When I graduated to the 7th grade, I was put in a new class section according to my chosen O levels subjects. Right from the very 1st day two groups were naturally formed, one snobbish and the other relatively humble. Being a part of the later group, I was always the other group's prime target for practical jokes and humiliations; merely my coming to the school on a bike was viewed as substandard. Occasionally, at the end of the day I would find that someone had deflated the tires of my bike. Then I had to walk all the way home with my bike, a memory which, back then though brought my spirits down a great deal, now engenders a smile on my face. I was the only one amongst my group confined to within my group; everyone else was at least well acquainted, if not friends, with each other.
Although I made many friends within my group, I always desired to be friends with everyone in my class. That seemed so difficult then that I believed it to be impossible; I tried it many times, but always ended up getting embarrassed. Even more disappointing were the comments like 'go away and hang around with the kids of your type'. They never said it directly, but the implications alluded to my middleclass family. And this was even more obvious when, in my presence, they boasted of their cars which they drove themselves to school.
I admit it to some extent that I too started feeling inferior. It was only when I managed to debunk my belief of inferiority that I finally got assimilated within whole of my class. Just some cognition, a series of clever thoughts, and I figured it out.
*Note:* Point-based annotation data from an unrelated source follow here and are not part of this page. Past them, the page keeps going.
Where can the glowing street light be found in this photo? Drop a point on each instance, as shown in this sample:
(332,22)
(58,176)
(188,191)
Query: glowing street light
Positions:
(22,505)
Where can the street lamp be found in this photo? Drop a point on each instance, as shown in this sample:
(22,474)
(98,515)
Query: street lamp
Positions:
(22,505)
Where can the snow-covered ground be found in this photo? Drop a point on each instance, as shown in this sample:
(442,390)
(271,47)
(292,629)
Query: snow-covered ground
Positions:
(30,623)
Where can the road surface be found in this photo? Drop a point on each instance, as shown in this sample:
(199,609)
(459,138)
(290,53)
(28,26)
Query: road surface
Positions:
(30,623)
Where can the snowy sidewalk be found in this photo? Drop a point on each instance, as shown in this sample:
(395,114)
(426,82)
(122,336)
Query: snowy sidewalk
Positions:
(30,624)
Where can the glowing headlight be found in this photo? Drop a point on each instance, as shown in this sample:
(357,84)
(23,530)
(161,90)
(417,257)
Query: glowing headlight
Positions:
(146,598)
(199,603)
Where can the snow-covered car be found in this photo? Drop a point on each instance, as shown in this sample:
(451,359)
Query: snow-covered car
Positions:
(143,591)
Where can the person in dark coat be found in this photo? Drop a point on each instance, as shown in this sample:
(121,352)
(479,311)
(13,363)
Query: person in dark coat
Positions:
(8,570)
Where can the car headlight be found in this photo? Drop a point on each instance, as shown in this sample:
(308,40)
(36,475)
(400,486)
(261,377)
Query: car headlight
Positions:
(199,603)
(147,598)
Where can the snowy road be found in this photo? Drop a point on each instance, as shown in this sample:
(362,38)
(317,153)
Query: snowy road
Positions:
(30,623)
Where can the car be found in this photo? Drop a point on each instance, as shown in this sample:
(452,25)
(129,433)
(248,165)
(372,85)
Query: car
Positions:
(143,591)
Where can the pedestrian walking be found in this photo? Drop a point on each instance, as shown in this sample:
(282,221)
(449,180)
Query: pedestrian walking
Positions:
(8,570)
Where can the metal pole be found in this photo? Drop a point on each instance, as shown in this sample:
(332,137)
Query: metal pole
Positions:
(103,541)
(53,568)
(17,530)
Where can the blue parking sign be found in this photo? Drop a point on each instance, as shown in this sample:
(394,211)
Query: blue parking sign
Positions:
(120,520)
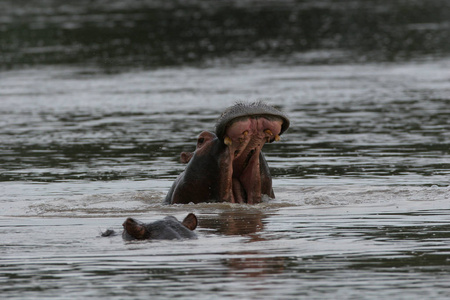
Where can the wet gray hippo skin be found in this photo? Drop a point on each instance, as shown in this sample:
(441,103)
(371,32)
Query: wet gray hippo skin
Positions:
(228,165)
(167,229)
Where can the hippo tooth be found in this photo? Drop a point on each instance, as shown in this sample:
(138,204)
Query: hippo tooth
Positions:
(227,141)
(268,131)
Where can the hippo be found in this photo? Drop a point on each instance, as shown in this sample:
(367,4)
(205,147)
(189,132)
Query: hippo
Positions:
(168,228)
(228,165)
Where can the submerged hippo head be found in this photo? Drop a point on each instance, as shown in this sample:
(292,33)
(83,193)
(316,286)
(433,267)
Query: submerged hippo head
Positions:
(228,165)
(167,229)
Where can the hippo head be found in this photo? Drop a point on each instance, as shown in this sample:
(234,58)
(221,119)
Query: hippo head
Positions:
(228,165)
(244,128)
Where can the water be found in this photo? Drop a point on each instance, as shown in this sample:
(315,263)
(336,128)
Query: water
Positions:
(361,178)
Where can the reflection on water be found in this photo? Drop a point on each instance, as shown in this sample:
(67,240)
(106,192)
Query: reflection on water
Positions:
(93,120)
(359,250)
(128,33)
(386,124)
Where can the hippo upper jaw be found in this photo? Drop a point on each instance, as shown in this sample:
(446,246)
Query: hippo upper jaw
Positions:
(245,137)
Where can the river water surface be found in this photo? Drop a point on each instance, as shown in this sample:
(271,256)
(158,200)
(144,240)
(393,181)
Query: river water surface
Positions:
(361,179)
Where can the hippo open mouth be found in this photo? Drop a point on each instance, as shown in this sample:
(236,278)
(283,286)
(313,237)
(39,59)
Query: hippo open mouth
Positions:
(244,129)
(228,165)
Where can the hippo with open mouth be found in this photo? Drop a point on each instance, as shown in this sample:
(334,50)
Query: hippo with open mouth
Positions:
(228,165)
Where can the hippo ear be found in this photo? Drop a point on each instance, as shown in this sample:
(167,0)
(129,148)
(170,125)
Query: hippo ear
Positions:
(190,221)
(185,157)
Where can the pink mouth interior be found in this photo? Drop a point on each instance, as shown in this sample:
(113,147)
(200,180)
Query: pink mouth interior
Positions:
(248,136)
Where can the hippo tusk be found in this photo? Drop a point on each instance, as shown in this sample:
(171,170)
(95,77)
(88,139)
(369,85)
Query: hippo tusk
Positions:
(228,141)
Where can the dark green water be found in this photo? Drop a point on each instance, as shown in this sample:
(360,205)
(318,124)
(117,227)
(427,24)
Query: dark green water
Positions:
(98,99)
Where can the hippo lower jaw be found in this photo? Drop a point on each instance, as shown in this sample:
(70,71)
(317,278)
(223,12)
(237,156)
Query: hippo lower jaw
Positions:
(245,138)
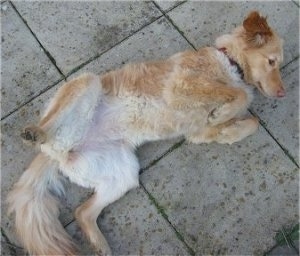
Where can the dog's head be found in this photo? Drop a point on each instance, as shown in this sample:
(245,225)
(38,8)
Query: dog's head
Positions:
(258,50)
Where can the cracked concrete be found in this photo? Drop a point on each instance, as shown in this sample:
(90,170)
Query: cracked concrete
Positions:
(193,199)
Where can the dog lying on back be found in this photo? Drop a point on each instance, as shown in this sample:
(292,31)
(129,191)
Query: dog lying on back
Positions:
(94,123)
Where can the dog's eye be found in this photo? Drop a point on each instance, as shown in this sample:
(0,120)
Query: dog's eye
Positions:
(271,62)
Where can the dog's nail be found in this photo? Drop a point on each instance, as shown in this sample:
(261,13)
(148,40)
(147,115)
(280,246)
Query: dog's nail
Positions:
(280,93)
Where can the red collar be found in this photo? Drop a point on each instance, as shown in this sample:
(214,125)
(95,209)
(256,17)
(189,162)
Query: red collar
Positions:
(232,62)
Before the class tests and the final exams, when teachers refused to give any hint about what questions would come in the tests, I helped my friends clear their concepts, solved questions for them and told them what to concentrate more on. Seeing more people encircled around me, the people, whom I thought hated me, joined me; I helped them wholeheartedly.
I gained wider acceptance when I got selected in my school football team. 8th grader and the youngest player in my school football team, I managed to help my class win some of the inter-class football matches with my free-kicks. They started loving me.
Things got even better when in 9th grade I made a website on my class. Designed on macromedia flash, my website showed brief profiles of all my class fellows. That website still never fails to bring memories back. All my friends mailed me their pictures. Some of them, who had never called me before, now even talked to me on the phone, discussing what to put in their profiles. I felt more than recognized. Then up till now, I call 'those people' my friends.
What I can call the culmination of my success of getting assimilated and recognized by class fellows, who once looked down on me are last year's school elections. I stood for the position of Sports Representative. That I won in the elections wasn't as surprising as the margin by which I won. Out of the 400 votes I got around 210 votes, 100 more votes than the 2nd highest votes-winner; a success which I attribute to my friends and my better acquaintance with everyone.
In retrospect, I realize my success. Even though now I have achieved recognition amongst my friends and school fellows, which once I believed I never could, the humble part of me is sill dominant in my personality. All these events developed my interest in human behavior psychology. Now not only do I understand other people better, but also I am more considerate towards them. I have become more observant, more empathetic and more thoughtful.